KARACHI, Pakistan: Pakistan does not need to turn to the International Monetary Fund for money in the next 10 months if the government cuts spending and gets other sources of financing to offset its falling reserves, a senior IMF official said.
Mohsin Khan, the IMF director for the Middle East and Central Asia, said Pakistan had not sought IMF loans.
He said Pakistan would not need an IMF loan in the fiscal year to June if the government abolished all fuel subsidies by December as planned, and stopped borrowing from the central bank to pay for its budget deficit.
High oil prices have depleted Pakistan’s foreign exchange reserves to levels worth less than three months of imports, sparking concerns among investors that Pakistan may need to seek loans from the IMF to pay for imports.

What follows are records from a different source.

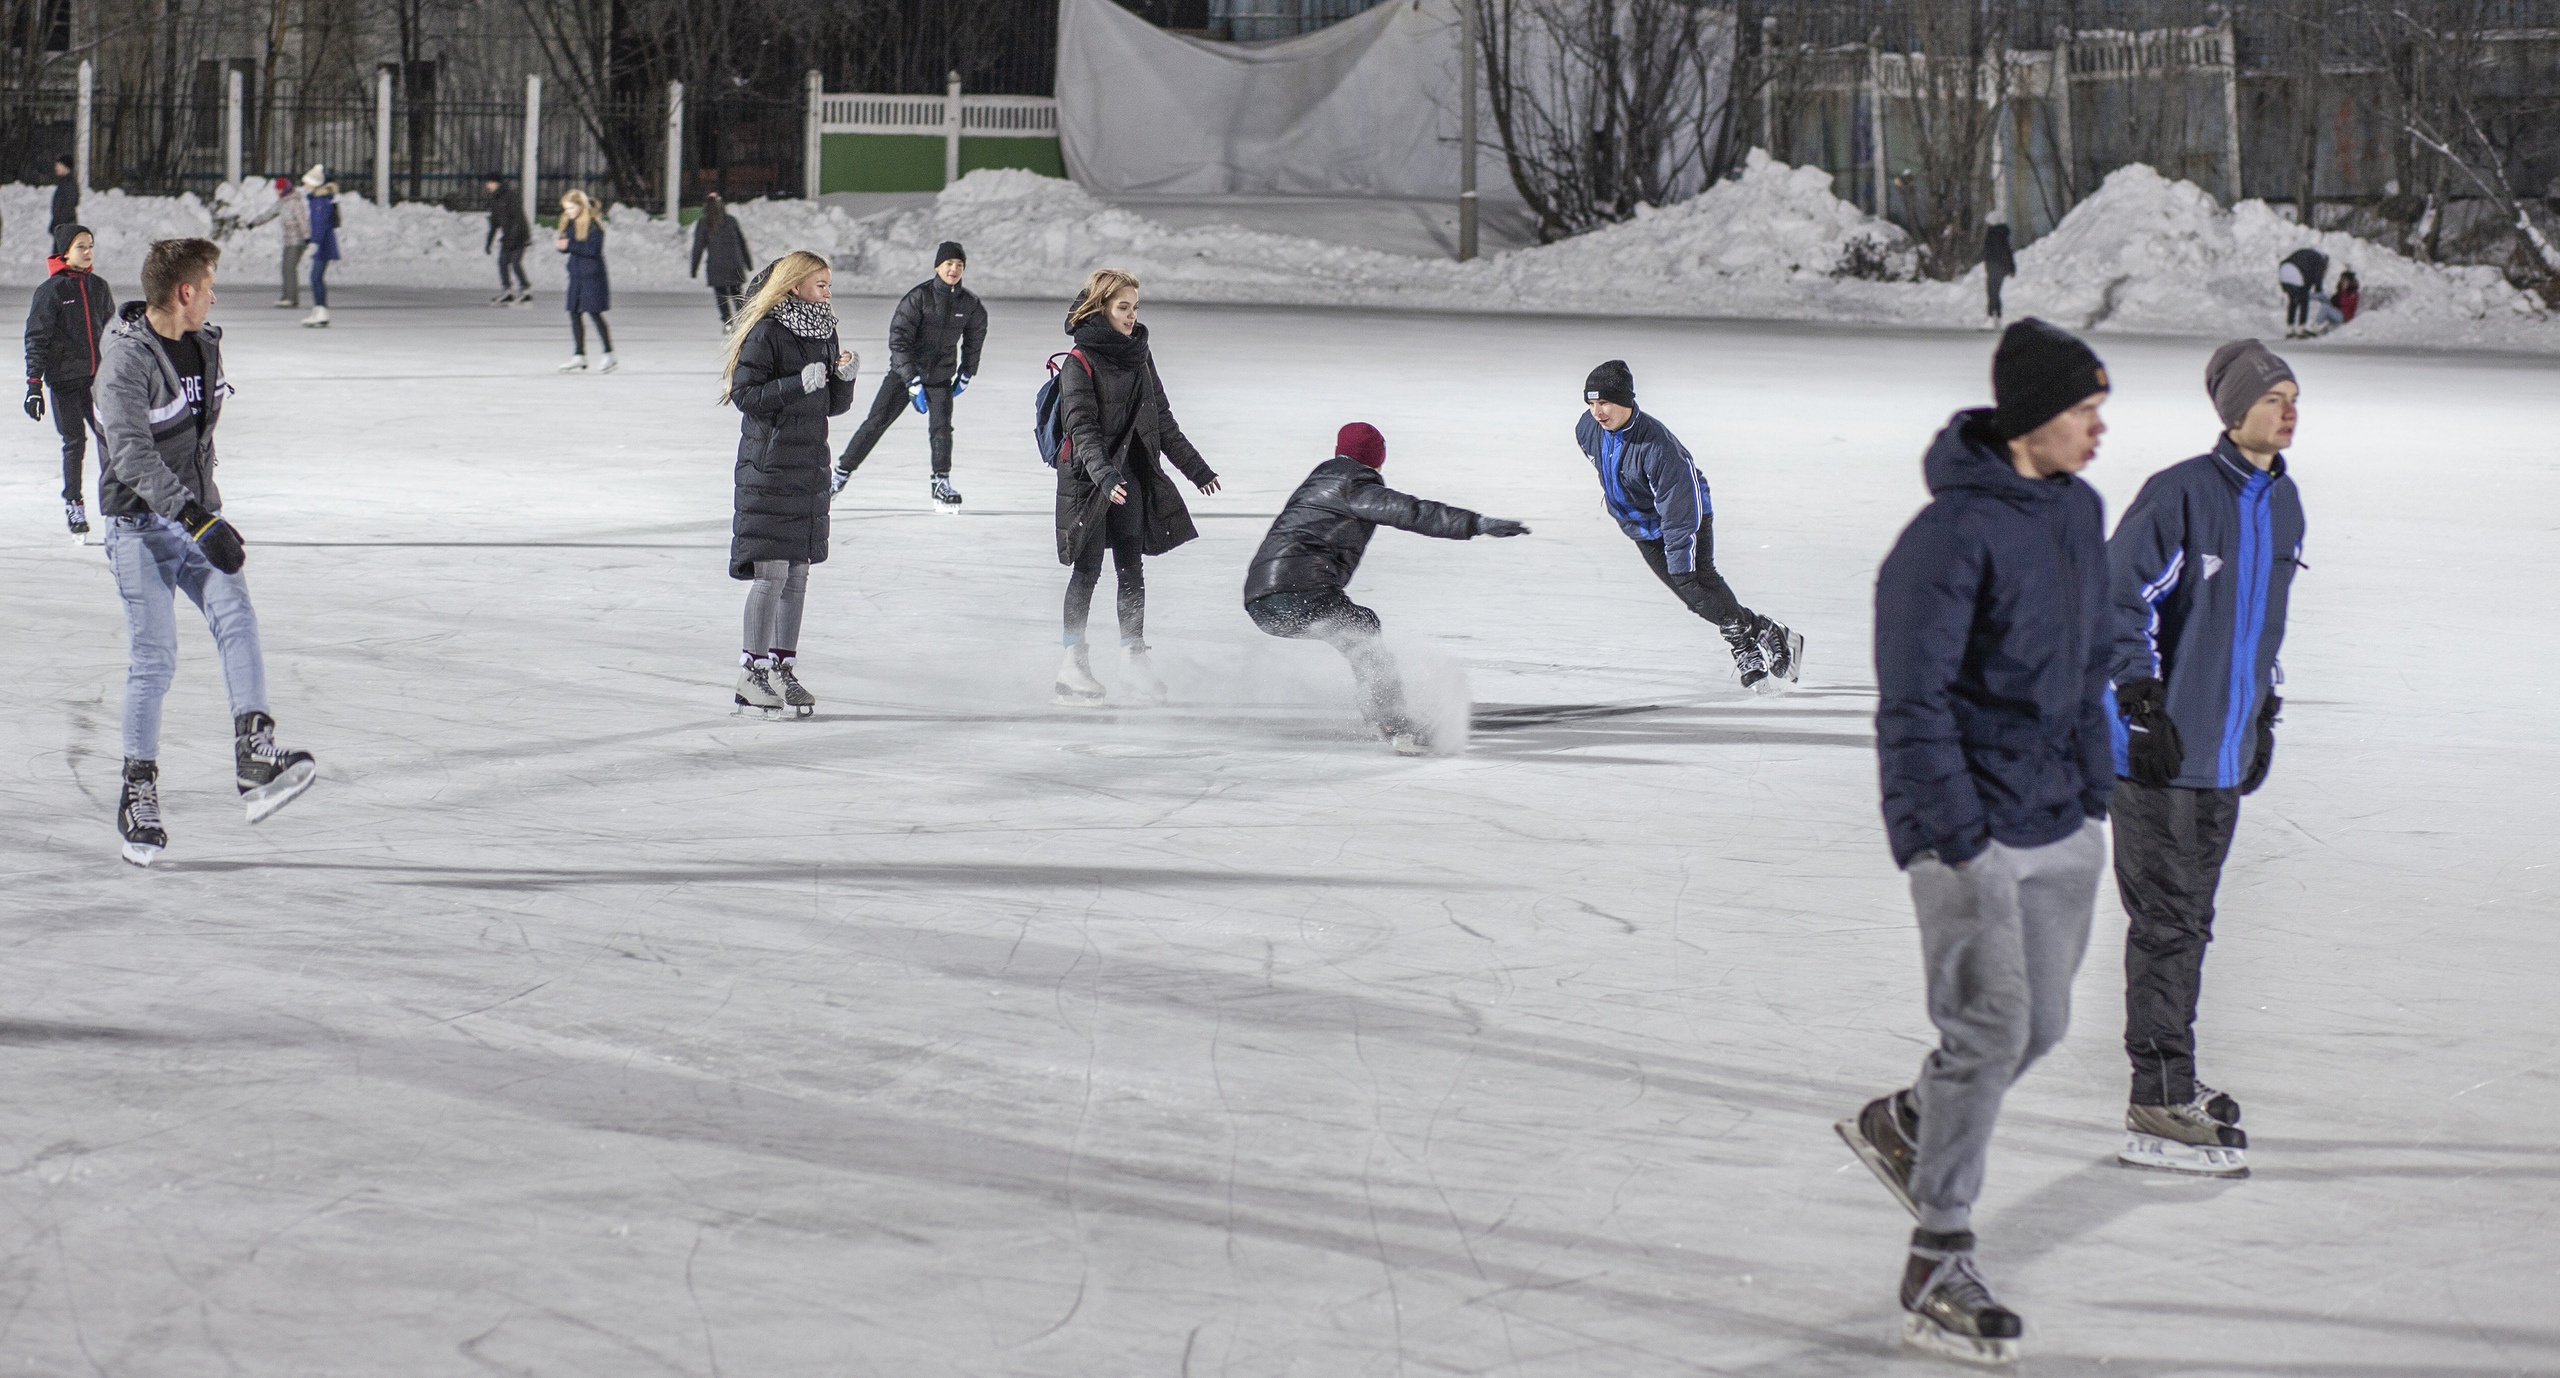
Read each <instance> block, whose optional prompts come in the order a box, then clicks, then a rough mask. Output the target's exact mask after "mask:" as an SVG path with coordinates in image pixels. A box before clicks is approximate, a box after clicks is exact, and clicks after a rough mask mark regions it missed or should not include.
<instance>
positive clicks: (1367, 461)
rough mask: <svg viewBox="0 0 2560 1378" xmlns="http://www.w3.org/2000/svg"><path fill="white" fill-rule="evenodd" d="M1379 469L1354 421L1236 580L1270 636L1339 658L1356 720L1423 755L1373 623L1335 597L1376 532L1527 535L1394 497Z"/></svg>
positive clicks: (1383, 448)
mask: <svg viewBox="0 0 2560 1378" xmlns="http://www.w3.org/2000/svg"><path fill="white" fill-rule="evenodd" d="M1385 464H1388V441H1385V435H1380V433H1377V428H1375V425H1370V423H1364V420H1354V423H1352V425H1344V428H1341V433H1336V435H1334V458H1329V461H1324V464H1318V466H1316V471H1313V474H1308V476H1306V482H1303V484H1298V492H1293V494H1290V497H1288V502H1285V505H1283V507H1280V515H1277V517H1272V530H1270V533H1267V535H1265V538H1262V548H1260V551H1254V563H1252V569H1247V571H1244V615H1247V617H1252V620H1254V625H1257V628H1262V630H1265V633H1270V635H1285V638H1316V640H1321V643H1326V645H1331V648H1334V651H1341V658H1344V661H1349V663H1352V681H1354V684H1357V686H1359V717H1362V720H1367V722H1370V727H1372V730H1377V735H1380V738H1388V740H1390V743H1395V753H1398V756H1421V753H1426V750H1431V743H1428V740H1423V735H1421V730H1418V725H1416V722H1413V720H1411V717H1408V715H1405V694H1403V684H1400V681H1398V679H1395V661H1393V658H1390V656H1388V645H1385V640H1382V638H1380V625H1377V615H1375V612H1370V610H1367V607H1359V604H1357V602H1352V599H1349V594H1344V592H1341V589H1344V587H1347V584H1349V581H1352V574H1354V571H1359V556H1364V553H1367V551H1370V533H1375V530H1377V528H1380V523H1385V525H1390V528H1395V530H1411V533H1418V535H1439V538H1441V540H1469V538H1475V535H1528V528H1526V525H1521V523H1510V520H1503V517H1482V515H1477V512H1469V510H1464V507H1446V505H1441V502H1428V499H1421V497H1413V494H1403V492H1395V489H1390V487H1388V484H1385V479H1380V476H1377V471H1380V469H1382V466H1385Z"/></svg>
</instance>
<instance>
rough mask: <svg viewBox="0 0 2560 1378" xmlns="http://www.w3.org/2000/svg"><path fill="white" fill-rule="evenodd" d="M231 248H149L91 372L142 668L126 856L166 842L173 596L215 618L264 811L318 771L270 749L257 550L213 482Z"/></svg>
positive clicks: (238, 790)
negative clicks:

Khan said the government needed to stick to its privatization plans to raise money, secure over $1 billion worth of loans from the World Bank and the Asian Development Bank, and get Saudi Arabia to defer about $5.9 billion worth of oil payments.
“If things fall right for them in all these things that they are planning to do, I don’t believe there will be any need for them to come to the IMF,” Khan, who was in Pakistan last week, said during an interview.
“Unless there is a total collapse of foreign direct investments, they can ride this out,” he said.
Pakistan, a repeat customer of the IMF, last took an IMF loan worth $1.3 billion in 2001 to help fight poverty and offset the effects of a regional war on the economy. Backing for the loan was helped by Pakistan’s support for the U.S. war on terrorism.
Pakistan’s economy is going through its toughest period after six years of healthy growth. It is wrestling widening trade and fiscal deficits, soaring inflation and dwindling investor confidence battered by the country’s political tensions.
There is mounting speculation that President Pervez Musharraf will quit after the coalition government said last week that it planned to impeach him.
The political turmoil has unnerved investors – Pakistani stocks are near two-year lows, while the rupee has lost nearly a quarter of its value against the dollar this year. Khan, who is from Pakistan and has been at the IMF for 36 years, said it was the responsibility of the State Bank of Pakistan, Pakistan’s central bank, to increase reserves.
“You must build up your reserves back to where they were a year ago. Get back to that level, at the very least, and aim higher,” he said.
Khan said the central bank should ensure that any future loans Pakistan received would add to reserves, and that it should ask commercial banks to raise deposit rates by at least 2 percent to attract more money from investors.
But he said the central bank did not need to raise its benchmark discount rate from the current 13 percent because markets would ensure that the yields for government bonds sold by the bank were above the discount rate.
Pakistan’s foreign exchange reserves fell by $797 million in July, the first month of fiscal year through June 2009. They have plummeted 40 percent from a record $16.5 billion in October last year.
Khan said the central bank was doing “exactly the right thing” by not selling dollars from its reserves to support the falling rupee.
“If the State Bank starts to lose reserves by defending a currency that is not defensible, then it will be ridiculous,” he said. “They will really be shooting themselves in the foot.
“Don’t fight the market,” he added. “So many countries have run into serious problems by trying to defend the exchange rate when the market is saying that’s not the exchange rate we like.”